Susan Taylor, president of the Board of Directors at the Yardley Historical Association has been a key supporter of Corsey’s and her work in the community. In her bid to become conservator of the church property, Corsey says she received a “wonderful letter of support” from Taylor.

And in November 2020, community member Gabrielle Cancelliere showed up at the A.M.E. Church building as a curious student of historic preservation at Bucks County Community College (BCCC).

“(Shirley) saw me walking around the building taking pictures,” Cancelliere said. “She comes down and asks, ‘Who are you?’ and I said, ‘I’m nobody. I’m just a student and I’m interested in this building.’ More neighbors came out and we just kept talking.”

As the sun was setting and more people came outside, Cancelliere saw textbook lessons come to life right in front of her.

“It was a very vivid thing you remember in your brain,” she said. “They started talking about the building, the comings and goings of people, who’s watching over it, and how we can preserve it… I realized this is something they teach us in preservation classes — this is how it happens. Grassroots organizations and people.”

Cancelliere and Corsey exchanged information that day. In the meantime, Cancelliere would continue to share any research she could find at the Bucks County research library with Corsey. However, as time passed, Cancelliere temporarily lost touch with Corsey.

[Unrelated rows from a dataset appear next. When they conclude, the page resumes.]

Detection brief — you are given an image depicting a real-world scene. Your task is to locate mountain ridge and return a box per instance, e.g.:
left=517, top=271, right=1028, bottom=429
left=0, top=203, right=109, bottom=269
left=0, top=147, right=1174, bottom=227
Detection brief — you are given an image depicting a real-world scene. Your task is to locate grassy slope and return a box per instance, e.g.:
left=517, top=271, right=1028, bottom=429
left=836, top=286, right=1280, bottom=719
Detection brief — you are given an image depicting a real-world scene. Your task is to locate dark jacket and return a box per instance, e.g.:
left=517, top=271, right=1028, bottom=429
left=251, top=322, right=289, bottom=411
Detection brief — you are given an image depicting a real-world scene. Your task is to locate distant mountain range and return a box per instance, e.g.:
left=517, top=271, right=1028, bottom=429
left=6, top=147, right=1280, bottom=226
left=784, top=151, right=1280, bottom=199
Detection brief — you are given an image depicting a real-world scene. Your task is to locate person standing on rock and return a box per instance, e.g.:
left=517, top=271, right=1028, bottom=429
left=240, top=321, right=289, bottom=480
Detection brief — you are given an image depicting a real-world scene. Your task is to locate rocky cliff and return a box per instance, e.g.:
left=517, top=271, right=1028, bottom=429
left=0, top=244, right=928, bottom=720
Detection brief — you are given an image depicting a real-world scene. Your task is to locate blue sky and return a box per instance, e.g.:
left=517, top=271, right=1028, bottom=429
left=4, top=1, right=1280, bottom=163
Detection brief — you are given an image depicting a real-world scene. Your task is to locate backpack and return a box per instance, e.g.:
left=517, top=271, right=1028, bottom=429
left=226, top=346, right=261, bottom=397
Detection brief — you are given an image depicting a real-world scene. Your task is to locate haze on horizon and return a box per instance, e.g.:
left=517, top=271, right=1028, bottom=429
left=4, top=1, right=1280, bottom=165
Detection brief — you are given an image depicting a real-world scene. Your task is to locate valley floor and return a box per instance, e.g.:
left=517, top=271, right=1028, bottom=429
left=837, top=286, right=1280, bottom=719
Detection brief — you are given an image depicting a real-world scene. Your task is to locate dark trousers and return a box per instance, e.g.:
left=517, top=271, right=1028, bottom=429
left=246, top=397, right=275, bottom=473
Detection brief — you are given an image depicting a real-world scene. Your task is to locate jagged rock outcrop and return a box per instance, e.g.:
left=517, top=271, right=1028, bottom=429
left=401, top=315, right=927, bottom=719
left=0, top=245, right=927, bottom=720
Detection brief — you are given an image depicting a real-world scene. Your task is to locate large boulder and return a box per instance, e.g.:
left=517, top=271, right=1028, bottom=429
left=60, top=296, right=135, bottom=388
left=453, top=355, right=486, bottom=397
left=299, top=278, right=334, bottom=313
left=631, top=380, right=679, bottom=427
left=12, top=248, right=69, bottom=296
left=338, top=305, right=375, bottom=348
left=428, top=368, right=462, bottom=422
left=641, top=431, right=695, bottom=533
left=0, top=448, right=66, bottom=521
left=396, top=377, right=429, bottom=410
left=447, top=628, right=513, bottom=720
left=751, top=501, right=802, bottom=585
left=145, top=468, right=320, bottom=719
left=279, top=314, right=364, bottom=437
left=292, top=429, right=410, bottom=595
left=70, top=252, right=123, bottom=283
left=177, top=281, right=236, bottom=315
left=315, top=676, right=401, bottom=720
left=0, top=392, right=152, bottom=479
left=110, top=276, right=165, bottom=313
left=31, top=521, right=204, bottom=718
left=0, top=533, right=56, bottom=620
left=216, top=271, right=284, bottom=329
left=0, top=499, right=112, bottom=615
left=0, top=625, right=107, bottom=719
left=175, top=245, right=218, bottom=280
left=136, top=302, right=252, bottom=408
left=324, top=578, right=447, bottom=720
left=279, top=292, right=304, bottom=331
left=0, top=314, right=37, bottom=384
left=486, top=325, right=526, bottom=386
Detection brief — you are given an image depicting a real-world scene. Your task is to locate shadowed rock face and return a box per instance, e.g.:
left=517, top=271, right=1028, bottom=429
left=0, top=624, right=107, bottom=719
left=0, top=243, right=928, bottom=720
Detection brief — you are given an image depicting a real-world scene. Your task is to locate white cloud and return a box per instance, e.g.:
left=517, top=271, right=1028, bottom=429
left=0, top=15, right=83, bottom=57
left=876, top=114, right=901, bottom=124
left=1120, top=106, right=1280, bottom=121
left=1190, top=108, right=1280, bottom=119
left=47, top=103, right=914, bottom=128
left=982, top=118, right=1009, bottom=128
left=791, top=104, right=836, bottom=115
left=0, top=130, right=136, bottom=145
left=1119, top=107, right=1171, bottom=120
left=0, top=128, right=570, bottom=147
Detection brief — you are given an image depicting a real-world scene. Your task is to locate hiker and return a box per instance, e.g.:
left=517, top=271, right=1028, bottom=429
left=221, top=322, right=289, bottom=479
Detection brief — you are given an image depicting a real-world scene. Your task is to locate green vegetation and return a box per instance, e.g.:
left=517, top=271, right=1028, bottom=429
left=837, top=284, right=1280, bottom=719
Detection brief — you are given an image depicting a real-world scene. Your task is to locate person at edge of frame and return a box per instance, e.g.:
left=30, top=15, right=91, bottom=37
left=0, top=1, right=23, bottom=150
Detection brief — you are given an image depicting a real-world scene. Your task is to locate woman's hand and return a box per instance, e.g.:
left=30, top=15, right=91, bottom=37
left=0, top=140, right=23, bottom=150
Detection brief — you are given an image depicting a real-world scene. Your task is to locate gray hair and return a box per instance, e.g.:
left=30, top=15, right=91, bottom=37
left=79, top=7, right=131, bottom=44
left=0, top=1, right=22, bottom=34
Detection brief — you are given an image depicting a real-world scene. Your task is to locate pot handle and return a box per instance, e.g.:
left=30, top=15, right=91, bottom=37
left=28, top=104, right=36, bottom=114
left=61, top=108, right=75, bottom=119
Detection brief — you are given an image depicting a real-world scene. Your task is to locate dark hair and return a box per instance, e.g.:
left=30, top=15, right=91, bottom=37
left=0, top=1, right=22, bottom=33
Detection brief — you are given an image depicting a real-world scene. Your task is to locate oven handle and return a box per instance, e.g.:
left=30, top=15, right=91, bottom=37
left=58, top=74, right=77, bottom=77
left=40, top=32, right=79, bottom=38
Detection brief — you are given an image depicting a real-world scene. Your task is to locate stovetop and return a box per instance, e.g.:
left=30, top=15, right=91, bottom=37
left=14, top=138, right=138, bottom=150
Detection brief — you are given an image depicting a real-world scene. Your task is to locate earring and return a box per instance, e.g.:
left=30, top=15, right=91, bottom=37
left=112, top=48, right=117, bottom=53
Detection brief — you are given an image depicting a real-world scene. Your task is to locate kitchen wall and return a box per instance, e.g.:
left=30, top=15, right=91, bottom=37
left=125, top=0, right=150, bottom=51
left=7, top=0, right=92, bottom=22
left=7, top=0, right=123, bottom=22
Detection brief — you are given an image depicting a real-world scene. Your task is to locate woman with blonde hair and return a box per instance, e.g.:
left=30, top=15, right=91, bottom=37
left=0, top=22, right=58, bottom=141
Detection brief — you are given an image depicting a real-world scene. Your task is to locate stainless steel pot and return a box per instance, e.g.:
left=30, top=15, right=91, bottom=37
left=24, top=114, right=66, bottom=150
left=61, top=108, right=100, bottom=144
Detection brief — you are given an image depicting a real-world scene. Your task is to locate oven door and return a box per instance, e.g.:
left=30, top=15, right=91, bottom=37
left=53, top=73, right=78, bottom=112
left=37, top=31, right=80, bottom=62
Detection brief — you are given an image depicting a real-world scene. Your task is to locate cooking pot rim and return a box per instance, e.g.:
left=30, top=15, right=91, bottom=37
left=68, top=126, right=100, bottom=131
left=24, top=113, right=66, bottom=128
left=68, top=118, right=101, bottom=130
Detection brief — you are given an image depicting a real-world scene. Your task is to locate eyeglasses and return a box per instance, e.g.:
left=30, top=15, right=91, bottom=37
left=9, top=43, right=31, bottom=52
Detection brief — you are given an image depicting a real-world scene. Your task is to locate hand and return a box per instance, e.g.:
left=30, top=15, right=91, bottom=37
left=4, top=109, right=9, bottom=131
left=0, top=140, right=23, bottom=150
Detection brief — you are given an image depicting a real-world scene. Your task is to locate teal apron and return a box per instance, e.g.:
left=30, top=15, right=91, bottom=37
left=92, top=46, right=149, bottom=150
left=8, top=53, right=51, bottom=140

After graduating with a certificate in historic preservation, Cancelliere eventually found her way back to the recently renamed Gather Place and its magnetic conservator.

“I saw a yard sign advertising an open house at the AME Church with [Corsey’s] name on it,” she recalled. “And I was like, ‘No way! She’s doing it!’.”

Cancelliere went to Corsey’s next event and they reconnected.

“She was like, ‘Get in here girl. We have work to do.’ That’s how I got here,” she said.

Cancelliere now volunteers as Gather Place’s museum educator, researcher and administrative assistant.

“Shirley calls me her ‘right-hand jack of all trades’,” she says proudly.

Corsey credits Cancelliere for discovering the Preserving Black Churches program that led to the Generational Voices Project receiving the funds needed to continue.

Cancelliere admits that she grew up in Bucks County with a set of preconceived notions about the area being a settlement of mostly white people for so long; learning about the African American community and forming a close relationship with Corsey and the AME Church has given her purpose in her newfound vocation. She sees her role as a preservationist, as well as an activist.

“In historic preservation, there’s this trend of wanting to enhance our understanding of American history and the places we live,” she said. “In preserving them, increasing our understanding of our own history helps us create a more equitable future for everyone.”

And for Corsey, a more equitable future includes a dignified and inclusive recorded history.

“It’s all history,” Shirley emphasizes.

And she is determined to preserve the legacy of the African American community in Yardley for generations to come, regardless of what the future may hold.